Anti-Malarial Tablets for Kenya

QUESTION

Which are the best tablets to take against malaria in Kenya?
Is there a malaria vaccination?

ANSWER

I’ll answer your second question first—no, there does not yet exist a commercially available malaria vaccine. Currently, one promising vaccine candidate is undergoing Phase 3 clinical trials in children in sub-Saharan Africa; recently published preliminary findings suggest that it provides roughly 50% protection against malaria.

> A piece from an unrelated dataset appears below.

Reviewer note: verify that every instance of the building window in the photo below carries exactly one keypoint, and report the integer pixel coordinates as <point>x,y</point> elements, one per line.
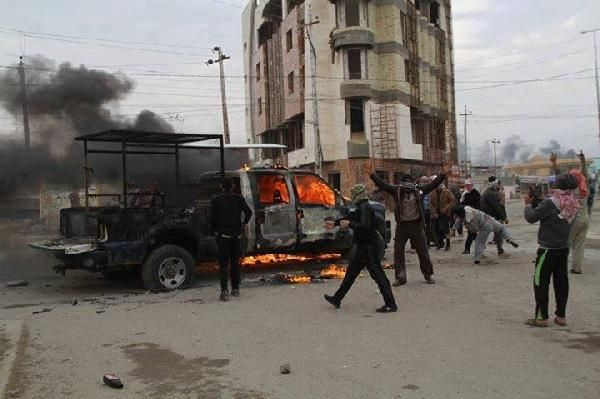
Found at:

As for which tablets you should take, there are a number of options, and choosing between them is basically a matter of personal preference. The three main kinds recommended for sub-Saharan Africa are doxycycline, atovaquone/proguanil combination (sold under the brand name Malarone) and mefloquine (sold as Lariam). These three differ in how you take them (usually once a day for doxycycline and Malarone and once a week for Lariam), how expensive they are (doxycycline is the cheapest, Malarone the most expensive) and the side effects you might experience (sun sensitivity is a big problem for some people on doxycycline, some people report hallucinations on Lariam, whereas Malarone usually has the fewest severe side effects).

If you’re not sure what’s best for you, you can always talk it over with your doctor when asking for the prescription, and they might have recommendations, based on their knowledge of your health and specific requirements.

It is worth noting that levels of chloroquine resistance are very high in sub-Saharan Africa, and so chloroquine is not recommended as a prophylactic when travelling to this region.